Abstract PhenoPred is a web-based tool designed to detect novel gene-disease associations in humans.

It is based on known gene-disease associations, protein-protein interaction data, protein functional annotation at a molecular level and protein sequence data.

Machine learning principles are used to integrate heterogeneous data sources.

PhenoPred can be used to prioritize genes based on their likelihood to be associated with a given disease or to prioritize diseases for a given query gene.

PhenoPred is based on HUGO Gene Nomenclature for gene names and Disease Ontology (DO) for the names of diseases. DO is based on International Classification of Diseases (ICD-9) maintained by the World Health Organization (WHO).

PhenoPred method --

The PhenoPred method is supervised:

First, the manufacturer mapped each gene/protein onto the spaces of disease and functional terms based on the distance to all annotated proteins in the protein interaction network.

The manufacturer also encoded sequence, function, physicochemical, and predicted structural properties, such as secondary structure and flexibility.

The manufacturer then trained support vector machines (SVMs) to detect gene-disease associations for a number of terms in the Disease Ontology and provided evidence that --

Despite the noise/incompleteness of experimental data and unfinished ontology of diseases, identification of candidate genes can be successful even when a large number of candidate disease terms are predicted on simultaneously.
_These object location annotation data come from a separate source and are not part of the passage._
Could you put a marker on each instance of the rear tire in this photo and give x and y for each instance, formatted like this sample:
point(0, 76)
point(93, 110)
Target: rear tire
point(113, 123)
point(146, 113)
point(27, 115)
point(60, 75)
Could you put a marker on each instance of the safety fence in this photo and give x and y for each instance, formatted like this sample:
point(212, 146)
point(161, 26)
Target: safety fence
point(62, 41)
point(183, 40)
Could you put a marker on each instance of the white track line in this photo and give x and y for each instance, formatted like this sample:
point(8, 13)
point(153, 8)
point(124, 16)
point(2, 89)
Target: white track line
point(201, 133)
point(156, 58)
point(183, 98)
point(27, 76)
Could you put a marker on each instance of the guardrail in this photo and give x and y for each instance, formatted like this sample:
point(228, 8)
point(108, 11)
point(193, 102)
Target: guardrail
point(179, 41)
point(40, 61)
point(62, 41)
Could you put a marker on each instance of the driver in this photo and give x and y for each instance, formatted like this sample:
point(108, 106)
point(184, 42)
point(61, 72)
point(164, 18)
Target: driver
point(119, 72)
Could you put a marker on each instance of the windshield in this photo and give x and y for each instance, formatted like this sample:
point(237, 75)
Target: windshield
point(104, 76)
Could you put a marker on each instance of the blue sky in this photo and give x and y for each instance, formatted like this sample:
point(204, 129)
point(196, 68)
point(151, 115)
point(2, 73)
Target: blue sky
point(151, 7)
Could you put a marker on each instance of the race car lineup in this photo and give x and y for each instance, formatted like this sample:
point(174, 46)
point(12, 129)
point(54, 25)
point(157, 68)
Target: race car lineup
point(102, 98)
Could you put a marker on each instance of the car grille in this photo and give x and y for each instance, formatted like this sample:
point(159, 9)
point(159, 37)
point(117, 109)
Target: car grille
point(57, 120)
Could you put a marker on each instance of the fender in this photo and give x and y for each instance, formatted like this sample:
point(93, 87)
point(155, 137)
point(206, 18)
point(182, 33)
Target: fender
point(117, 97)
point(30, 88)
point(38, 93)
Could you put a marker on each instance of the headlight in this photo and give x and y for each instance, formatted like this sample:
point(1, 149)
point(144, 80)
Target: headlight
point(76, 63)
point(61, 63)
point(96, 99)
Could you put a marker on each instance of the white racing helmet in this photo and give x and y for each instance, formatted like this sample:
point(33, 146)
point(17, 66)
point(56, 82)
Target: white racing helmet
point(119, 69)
PhenoPred web site usage --

The PhenoPred web site provides two (2) basic services:

1) For a given Disease Ontology (DO) term, PhenoPred will rank genes that are most likely to be associated with this term; and

2) For a given gene it ranks DO terms that are most likely to be associated with a query gene.

PhenoPred works with 422 DO terms, which were selected using the following rules:

PhenoPred Datasets --

The Diseases and genes of known genetic involvement were extracted from the Online Mendelian Inheritance in Man (OMIM) database, Swiss- Prot, and the Human Protein Reference Database (HPRD).

The protein-protein interaction (PPI) interaction map was assembled by combining the physical interaction data from HPRD, the Online Predicted Human Interaction Database (OPHID) and studies by Rual et al. (2005) Towards a proteome-scale map of the human protein-protein interaction network, Nature, 437, 1173-1178 and Stezl et al. (2005) A human protein-protein interaction network: a resource for annotating the proteome, Cell, 122, 957-968.

Collected disease names and associated genes were manually integrated into the DO.

PhenoPred was developed as a collaborative effort between the Radivojac and the Mooney lab at Indiana University in order to facilitate identification of disease-associated genes and understanding molecular basis of disease.